Rising incomes: While the cost of living crisis has been hard-hitting, incomes have been creeping up too. This gives buyers a little more wiggle room, especially first-time buyers who’ve been patiently saving their pennies.

Supply and demand: It’s the oldest rule in the book. The UK simply doesn’t have enough houses to meet demand, and that’s not changing any time soon, despite Labour’s plans to build more affordable housing. New-build completions are lagging, which means existing properties are holding their value – or even climbing.

Challenges to watch out for

Of course, it’s not all sunshine and rainbows. There are still a few storm clouds hanging over the market:

Affordability pressures: While mortgage rates might ease slightly and salaries are slowly increasing, house prices remain high relative to income in many parts of the UK, dampening demand, especially among first-time buyers. In London for instance, the average house price is a budget-busting £531,000, yet the average salary is £44,000 and the average monthly rent nearly double the UK average at over £2,000.

Economic uncertainty: The wider economy always has a role to play when it comes to house prices and if economic growth falters with the uncertainty around Government borrowing, the Trump presidency and the on-going unrest in Ukraine and Gaza, confidence in the housing market could take a hit.

Stamp duty changes: The recent Budget included changes to stamp duty which mean costs have now risen for those purchasing buy-to-let and second homes as of 31 October and the nil rate thresholds for both standard and first-time buyers will decrease significantly after 31 March 2024. With many buyers rushing to complete property purchases before the deadline, we may also see a drop in both house prices and the number of property transactions from 1 April 2025.

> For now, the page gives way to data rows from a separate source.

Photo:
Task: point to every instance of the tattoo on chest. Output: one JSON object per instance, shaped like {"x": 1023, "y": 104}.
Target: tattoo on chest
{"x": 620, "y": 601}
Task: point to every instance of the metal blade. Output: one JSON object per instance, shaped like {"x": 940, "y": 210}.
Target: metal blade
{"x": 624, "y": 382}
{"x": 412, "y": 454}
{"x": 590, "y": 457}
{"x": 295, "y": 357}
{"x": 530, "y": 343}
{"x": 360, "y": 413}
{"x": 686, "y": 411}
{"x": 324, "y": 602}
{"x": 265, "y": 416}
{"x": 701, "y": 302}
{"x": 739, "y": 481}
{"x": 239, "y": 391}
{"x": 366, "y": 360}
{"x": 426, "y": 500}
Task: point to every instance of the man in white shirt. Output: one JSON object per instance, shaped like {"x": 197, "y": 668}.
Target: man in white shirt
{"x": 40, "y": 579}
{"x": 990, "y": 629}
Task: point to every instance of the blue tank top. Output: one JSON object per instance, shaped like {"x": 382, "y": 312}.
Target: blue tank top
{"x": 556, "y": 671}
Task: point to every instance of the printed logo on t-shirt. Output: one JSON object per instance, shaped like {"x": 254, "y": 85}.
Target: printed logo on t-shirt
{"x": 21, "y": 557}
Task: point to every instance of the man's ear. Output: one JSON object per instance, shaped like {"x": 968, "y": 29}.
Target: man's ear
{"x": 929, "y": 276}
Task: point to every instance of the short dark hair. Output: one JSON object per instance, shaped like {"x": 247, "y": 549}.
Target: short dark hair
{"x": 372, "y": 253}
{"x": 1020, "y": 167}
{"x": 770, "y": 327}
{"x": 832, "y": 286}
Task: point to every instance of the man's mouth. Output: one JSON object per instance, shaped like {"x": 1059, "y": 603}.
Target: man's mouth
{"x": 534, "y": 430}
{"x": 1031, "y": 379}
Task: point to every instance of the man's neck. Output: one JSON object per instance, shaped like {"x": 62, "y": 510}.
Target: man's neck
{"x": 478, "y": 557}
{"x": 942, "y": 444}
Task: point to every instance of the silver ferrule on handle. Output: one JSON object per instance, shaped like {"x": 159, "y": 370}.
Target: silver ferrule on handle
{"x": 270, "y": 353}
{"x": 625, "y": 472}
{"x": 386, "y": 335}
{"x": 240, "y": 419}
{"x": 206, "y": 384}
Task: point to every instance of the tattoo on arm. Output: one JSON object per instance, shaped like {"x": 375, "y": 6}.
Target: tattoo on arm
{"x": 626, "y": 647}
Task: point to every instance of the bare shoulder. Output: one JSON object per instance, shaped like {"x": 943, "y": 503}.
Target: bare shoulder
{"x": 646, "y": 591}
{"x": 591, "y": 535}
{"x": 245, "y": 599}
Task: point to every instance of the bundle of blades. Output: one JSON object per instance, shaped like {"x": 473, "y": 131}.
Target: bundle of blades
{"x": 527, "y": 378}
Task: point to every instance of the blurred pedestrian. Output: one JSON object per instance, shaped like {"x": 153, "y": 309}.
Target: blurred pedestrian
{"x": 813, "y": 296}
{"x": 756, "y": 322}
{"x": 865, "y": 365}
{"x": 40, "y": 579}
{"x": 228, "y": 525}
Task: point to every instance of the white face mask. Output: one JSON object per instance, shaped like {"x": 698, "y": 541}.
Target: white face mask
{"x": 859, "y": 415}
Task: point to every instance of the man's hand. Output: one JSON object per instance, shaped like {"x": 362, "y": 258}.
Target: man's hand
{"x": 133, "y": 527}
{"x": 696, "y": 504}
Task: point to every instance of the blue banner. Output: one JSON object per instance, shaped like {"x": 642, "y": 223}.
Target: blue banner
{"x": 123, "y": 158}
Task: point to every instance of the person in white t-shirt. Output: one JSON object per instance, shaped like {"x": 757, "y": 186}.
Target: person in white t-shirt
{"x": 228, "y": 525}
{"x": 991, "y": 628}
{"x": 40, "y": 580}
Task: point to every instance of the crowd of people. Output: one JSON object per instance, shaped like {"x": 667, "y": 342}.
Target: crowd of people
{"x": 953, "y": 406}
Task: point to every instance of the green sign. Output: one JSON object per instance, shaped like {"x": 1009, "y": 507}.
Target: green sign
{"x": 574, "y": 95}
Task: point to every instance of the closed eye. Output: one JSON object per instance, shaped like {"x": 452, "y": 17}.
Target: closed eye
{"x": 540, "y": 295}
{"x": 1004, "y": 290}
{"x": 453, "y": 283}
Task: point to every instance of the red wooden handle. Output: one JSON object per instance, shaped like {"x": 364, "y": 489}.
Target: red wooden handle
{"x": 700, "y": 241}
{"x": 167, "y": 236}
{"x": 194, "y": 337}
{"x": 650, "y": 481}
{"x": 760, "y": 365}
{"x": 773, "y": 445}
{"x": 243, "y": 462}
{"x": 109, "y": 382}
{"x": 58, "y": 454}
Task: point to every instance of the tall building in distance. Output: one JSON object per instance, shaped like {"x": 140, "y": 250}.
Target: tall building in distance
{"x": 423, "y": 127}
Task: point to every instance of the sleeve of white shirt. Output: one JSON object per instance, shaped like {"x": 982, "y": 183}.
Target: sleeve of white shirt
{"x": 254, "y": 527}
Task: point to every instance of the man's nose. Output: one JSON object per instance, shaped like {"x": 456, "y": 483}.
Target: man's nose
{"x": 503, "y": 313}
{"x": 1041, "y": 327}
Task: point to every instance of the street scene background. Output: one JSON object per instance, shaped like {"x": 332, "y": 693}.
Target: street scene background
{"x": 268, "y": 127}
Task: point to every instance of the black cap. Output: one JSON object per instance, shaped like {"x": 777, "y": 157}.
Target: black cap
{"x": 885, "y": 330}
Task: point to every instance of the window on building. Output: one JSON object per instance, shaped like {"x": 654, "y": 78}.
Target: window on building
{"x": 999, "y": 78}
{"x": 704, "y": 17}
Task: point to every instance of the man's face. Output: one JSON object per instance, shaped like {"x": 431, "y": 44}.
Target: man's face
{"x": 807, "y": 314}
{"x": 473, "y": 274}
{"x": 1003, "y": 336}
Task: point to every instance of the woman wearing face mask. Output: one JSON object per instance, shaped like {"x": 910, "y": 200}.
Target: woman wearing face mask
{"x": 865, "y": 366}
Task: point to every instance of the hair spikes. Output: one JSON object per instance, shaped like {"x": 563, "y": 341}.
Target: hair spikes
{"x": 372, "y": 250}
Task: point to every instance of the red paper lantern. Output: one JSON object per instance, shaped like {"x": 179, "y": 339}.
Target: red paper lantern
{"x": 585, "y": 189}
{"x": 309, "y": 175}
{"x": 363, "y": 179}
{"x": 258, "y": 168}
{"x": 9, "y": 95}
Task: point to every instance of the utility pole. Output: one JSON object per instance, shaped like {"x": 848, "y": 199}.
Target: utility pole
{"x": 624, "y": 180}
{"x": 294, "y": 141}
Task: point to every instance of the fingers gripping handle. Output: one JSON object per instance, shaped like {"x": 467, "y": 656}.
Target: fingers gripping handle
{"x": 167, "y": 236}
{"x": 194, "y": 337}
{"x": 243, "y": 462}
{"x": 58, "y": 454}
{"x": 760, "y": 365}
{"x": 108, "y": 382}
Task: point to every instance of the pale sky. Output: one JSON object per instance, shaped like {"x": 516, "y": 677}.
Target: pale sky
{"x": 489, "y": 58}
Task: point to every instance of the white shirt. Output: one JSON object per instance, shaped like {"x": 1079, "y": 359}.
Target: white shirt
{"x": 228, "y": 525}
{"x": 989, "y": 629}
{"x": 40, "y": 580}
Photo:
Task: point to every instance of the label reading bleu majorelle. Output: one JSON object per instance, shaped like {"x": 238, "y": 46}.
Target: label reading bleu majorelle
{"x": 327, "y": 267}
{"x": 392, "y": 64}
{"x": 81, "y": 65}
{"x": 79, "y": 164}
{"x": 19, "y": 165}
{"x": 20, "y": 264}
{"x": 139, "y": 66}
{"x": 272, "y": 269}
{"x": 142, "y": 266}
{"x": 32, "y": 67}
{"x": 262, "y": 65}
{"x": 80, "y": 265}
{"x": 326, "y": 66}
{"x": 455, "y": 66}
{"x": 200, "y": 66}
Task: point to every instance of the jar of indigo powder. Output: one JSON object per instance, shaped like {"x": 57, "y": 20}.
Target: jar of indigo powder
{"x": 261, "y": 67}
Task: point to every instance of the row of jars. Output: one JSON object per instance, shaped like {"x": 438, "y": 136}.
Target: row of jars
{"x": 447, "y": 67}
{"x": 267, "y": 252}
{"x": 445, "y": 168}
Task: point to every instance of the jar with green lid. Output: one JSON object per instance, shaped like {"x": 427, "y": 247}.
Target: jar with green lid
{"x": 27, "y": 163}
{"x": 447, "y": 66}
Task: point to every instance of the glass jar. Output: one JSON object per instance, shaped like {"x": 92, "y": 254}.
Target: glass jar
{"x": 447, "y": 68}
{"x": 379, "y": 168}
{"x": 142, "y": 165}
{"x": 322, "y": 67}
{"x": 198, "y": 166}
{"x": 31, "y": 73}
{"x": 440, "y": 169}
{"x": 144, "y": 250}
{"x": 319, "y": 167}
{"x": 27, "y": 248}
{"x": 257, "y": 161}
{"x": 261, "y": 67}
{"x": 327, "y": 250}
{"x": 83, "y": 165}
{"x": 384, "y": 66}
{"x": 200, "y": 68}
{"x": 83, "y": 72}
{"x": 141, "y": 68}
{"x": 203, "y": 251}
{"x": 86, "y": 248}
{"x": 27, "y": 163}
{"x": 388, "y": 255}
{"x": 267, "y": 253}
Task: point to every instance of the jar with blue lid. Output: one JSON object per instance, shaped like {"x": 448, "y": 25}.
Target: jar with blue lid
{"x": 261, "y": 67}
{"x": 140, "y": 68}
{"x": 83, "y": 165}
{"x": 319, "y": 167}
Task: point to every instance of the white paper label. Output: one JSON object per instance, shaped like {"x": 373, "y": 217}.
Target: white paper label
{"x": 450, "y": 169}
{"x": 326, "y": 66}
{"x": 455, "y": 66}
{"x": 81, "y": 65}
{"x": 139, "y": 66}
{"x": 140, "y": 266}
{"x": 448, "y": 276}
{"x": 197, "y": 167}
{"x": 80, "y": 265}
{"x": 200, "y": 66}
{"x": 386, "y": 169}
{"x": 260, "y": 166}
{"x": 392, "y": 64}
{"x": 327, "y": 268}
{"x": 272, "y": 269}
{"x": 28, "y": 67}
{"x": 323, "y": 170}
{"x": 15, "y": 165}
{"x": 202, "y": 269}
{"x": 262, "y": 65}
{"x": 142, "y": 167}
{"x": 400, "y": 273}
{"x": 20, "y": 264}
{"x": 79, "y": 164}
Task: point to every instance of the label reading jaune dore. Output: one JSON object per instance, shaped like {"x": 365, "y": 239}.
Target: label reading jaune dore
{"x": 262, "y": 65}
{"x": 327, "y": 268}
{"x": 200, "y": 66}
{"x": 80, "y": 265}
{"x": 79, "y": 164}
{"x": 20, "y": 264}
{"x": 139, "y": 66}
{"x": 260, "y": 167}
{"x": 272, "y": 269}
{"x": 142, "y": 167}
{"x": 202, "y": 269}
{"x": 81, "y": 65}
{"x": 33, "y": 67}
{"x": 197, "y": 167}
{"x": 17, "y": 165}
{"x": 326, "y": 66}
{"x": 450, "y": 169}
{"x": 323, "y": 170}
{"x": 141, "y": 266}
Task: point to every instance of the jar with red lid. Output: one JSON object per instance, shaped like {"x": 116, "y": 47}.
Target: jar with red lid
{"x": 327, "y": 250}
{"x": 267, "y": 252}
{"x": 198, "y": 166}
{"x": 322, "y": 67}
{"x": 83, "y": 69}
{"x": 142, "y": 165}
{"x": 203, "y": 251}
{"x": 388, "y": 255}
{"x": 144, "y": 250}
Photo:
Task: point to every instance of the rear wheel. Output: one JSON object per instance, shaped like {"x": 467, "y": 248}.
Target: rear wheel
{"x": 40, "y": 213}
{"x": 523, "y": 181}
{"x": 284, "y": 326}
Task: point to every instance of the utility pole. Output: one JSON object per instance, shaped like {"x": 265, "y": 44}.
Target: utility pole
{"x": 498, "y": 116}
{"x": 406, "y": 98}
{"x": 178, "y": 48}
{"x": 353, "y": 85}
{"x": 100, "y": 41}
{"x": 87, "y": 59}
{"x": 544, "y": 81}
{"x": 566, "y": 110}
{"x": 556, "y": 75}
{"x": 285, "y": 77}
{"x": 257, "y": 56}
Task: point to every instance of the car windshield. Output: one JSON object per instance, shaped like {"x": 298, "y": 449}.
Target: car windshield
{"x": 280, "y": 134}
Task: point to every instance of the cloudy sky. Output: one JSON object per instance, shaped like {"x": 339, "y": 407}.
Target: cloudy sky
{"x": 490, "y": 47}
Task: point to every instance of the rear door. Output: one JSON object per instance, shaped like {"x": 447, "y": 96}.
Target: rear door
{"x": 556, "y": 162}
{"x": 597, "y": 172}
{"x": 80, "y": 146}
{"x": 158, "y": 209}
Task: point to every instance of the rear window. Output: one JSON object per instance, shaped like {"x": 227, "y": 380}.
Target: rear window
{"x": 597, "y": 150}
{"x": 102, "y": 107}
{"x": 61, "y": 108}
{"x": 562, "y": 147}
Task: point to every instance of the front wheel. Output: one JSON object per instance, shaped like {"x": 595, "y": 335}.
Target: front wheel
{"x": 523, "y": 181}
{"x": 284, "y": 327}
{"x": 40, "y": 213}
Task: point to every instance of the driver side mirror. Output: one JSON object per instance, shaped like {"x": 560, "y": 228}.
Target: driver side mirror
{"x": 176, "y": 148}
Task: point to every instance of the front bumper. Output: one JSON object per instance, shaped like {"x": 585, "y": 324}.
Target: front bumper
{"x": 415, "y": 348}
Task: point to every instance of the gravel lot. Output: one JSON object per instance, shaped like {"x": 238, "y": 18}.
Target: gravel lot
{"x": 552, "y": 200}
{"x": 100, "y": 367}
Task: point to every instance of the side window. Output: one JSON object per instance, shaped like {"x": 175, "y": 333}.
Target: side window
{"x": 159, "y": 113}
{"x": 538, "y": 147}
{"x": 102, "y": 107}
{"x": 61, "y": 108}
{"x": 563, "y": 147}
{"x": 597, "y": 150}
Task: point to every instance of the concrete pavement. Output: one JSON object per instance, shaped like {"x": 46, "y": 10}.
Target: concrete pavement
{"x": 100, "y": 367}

Capital gains tax: There’s been plenty of chatter about the changes to capital gains tax rules for non-primary residences which come into effect on 6 April 2025, and we may well see more buy-to-let investors selling up, which could impact supply and therefore property and rental.

So, should you make the move in 2025?

If you’re a homeowner thinking of selling, 2025 could be a good year to take the plunge – especially if you’re in a high-growth region like the West Midlands. Prices are expected to rise, and buyer demand looks set to remain strong.

For buyers, it’s more of a mixed bag. Prices are likely to climb, but the pace will be slower than in previous years, giving you a bit more time to weigh up your options and the implications of changing stamp duty and capital gains tax arrangements. Just be prepared to act quickly in desirable areas, where demand is still outstripping supply.

As always, the UK housing market remains a bit of a rollercoaster, with 2025 set to be no different it seems!